Whether you get a loan or open a credit card has long been dependent on credit scores, a measure of your fiscal behavior. Your car insurance rates, too, depend on your driving record, tickets and number of accidents. Want more discounts? Then install a tracking device that gives insurers data on how fast you drive and more.

Health insurance has the potential to go in the same direction. Companies like Google and Amazon have started with wellness and will nudge closer to traditional healthcare. Your biometric data, such as your daily heart rate or sleep patterns, might lead to a suggestion of what meals you might eat or a nudge to get to the gym—which will matter if Amazon owns your health insurance company. Those preventative health promises are easier to sell to consumers today than say, a pitch to buy Amazon-branded drugs.

Last year, John Hancock (part of Manulife Financial) launched a U.S. program that rewards customers for healthy behaviors. When people exercise, meditate and engage in other healthy activities, they earn points that can be used for online purchases. The insurer, meanwhile, gets huge amounts of activity and lifestyle data in real time that lets them predict and adjust their pricing models down the road.

Emerging Tech Trend: Patient-Generated Health Data


Key Insight: Patients are creating a trove of data that could contribute to their healthcare provider’s overall assessment. The more devices we use as consumers, the more complete a picture A.I. companies have about our overall health and habits as individuals. Packaging all that data—and figuring out how to make use of it—is still a challenge.

Examples:  New software from companies like Validic allow doctors to collect health data from these consumer devices and incorporate it into their medical records—as long as patients give their consent. GE Healthcare, Meditech, Allscripts, eClinicalWorks and Cerner are all building products to make better use of our data.

What’s next: Healthcare systems and providers must shore up security fast. On a near-weekly basis, hackers are targeting hospitals and doctors, and holding patient data for ransom. In May 2017, hackers used the WannaCry malware to break into the UK’s National Health Service, crippling the nation’s hospitals and clinics. In January 2018, hackers used the remote access portal to break into a rural Indiana hospital.

Near-Futures Scenarios (2023 - 2028):

  • Pragmatic: Big tech continues to develop apps that are either indispensably convenient, irresistibly addictive, or both, and we pay for them, not with cash, but with the data we (sometimes unwittingly) let the apps capture.

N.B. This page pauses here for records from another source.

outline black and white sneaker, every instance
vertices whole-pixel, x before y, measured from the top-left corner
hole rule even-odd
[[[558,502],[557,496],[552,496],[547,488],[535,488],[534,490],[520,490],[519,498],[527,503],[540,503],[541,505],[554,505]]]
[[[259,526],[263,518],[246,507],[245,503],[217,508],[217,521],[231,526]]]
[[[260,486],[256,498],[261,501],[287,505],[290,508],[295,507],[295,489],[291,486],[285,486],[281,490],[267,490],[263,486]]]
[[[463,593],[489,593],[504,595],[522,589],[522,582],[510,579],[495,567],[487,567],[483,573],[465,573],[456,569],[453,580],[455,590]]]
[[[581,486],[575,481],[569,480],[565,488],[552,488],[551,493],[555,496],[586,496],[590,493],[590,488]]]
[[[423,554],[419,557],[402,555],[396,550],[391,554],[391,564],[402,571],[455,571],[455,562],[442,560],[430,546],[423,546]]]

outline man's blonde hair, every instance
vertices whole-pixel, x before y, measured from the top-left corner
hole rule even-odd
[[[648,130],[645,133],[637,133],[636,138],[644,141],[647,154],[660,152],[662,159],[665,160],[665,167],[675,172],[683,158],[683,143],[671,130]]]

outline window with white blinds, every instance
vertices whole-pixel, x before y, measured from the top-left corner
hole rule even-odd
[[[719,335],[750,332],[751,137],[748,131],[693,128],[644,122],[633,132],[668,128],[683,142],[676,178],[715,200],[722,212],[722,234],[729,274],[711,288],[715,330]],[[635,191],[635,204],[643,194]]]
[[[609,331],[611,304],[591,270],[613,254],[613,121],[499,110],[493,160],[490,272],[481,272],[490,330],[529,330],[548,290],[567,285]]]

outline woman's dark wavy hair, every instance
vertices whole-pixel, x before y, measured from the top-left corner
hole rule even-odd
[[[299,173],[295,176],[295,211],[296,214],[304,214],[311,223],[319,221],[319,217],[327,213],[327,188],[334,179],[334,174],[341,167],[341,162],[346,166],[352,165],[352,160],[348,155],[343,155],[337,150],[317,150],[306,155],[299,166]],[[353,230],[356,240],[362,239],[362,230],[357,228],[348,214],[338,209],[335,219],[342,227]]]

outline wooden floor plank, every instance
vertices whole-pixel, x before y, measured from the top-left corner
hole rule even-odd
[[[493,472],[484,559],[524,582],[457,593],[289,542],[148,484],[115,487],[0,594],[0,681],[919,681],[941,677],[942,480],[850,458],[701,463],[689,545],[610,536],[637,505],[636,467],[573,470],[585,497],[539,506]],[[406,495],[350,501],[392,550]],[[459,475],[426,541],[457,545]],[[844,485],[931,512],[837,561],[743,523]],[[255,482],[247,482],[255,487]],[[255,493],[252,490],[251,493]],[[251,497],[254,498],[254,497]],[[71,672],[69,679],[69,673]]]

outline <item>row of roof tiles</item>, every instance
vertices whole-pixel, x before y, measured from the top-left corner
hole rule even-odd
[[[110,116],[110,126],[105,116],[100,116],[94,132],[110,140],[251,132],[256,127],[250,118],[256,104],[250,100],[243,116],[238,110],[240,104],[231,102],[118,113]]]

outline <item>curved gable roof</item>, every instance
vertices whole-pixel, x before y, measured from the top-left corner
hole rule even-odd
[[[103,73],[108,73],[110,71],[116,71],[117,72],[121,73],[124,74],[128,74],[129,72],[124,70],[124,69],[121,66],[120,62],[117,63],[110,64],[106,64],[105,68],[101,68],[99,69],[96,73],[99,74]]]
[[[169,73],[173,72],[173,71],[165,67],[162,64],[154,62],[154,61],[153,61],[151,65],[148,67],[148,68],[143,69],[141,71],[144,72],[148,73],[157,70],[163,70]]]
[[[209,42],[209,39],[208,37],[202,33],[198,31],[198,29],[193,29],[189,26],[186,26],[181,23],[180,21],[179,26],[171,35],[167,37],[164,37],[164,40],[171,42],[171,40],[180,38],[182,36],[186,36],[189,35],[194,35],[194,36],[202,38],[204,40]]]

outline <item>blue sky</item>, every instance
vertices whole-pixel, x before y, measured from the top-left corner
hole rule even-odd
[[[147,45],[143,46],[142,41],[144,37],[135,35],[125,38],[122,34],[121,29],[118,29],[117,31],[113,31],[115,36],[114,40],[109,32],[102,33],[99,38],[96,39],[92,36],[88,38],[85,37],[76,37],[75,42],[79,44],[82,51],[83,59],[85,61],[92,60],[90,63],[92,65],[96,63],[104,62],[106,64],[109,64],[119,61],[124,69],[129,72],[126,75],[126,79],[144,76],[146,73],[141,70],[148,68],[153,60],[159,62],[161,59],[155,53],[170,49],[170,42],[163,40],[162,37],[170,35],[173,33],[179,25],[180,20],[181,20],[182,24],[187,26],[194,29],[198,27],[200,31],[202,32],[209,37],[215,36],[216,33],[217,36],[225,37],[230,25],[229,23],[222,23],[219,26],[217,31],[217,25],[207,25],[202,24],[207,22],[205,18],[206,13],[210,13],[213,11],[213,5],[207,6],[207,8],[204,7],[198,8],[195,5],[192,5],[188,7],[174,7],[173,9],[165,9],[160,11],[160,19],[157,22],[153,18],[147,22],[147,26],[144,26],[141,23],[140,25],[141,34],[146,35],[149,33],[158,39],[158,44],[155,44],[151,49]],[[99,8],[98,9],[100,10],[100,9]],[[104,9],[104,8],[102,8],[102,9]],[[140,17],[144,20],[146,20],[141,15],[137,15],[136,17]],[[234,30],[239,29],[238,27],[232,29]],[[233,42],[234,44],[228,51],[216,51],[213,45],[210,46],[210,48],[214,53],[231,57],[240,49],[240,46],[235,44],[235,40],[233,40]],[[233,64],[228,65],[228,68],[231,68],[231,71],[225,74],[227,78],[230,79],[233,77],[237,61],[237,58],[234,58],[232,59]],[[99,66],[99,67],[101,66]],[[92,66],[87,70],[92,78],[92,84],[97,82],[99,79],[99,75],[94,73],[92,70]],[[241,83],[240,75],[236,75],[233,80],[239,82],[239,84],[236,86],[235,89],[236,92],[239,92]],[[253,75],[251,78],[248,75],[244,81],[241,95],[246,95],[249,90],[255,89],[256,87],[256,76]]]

But for the apps for health care and medical insurance, the stakes could literally be life-and-death. Consumers receive discounted premiums, copays, diagnostics and prescription fulfillment, but the data we give up in exchange leaves them more vulnerable to manipulation and invasion of privacy.
     
  • Catastrophic: Profit-driven drugmakers exploit private health profiles and begin working with the Big Nine. They use data-based targeting to overprescribe patients, netting themselves billions of dollars. Big Pharma target and prey on people's addictions, mental health predispositions and more, which, while undetectable on an individual level, take a widespread societal toll.
     
  • Optimistic: Health data enables prescient preventative care. A.I. discerns patterns within gargantuan data sets that are otherwise virtually undetectable to humans. Accurate predictive algorithms identifies complex combinations of risk factors for cancer or Parkinson's, offers early screening and testing to high-risk patients and encourages lifestyle shifts or treatments to eliminate or delay the onset of serious diseases. A.I. and health data creates a utopia of public health. We happily relinquish our privacy for a greater societal good. 


Action Meter:



Watchlist: Amazon; Manulife Financial; GE Healthcare; Meditech; Allscripts; eClinicalWorks; Cerner; Validic; HumanAPI; Vivify; Apple; IBM; Microsoft; Qualcomm; Google; Medicare; Medicaid; national health systems; insurance companies.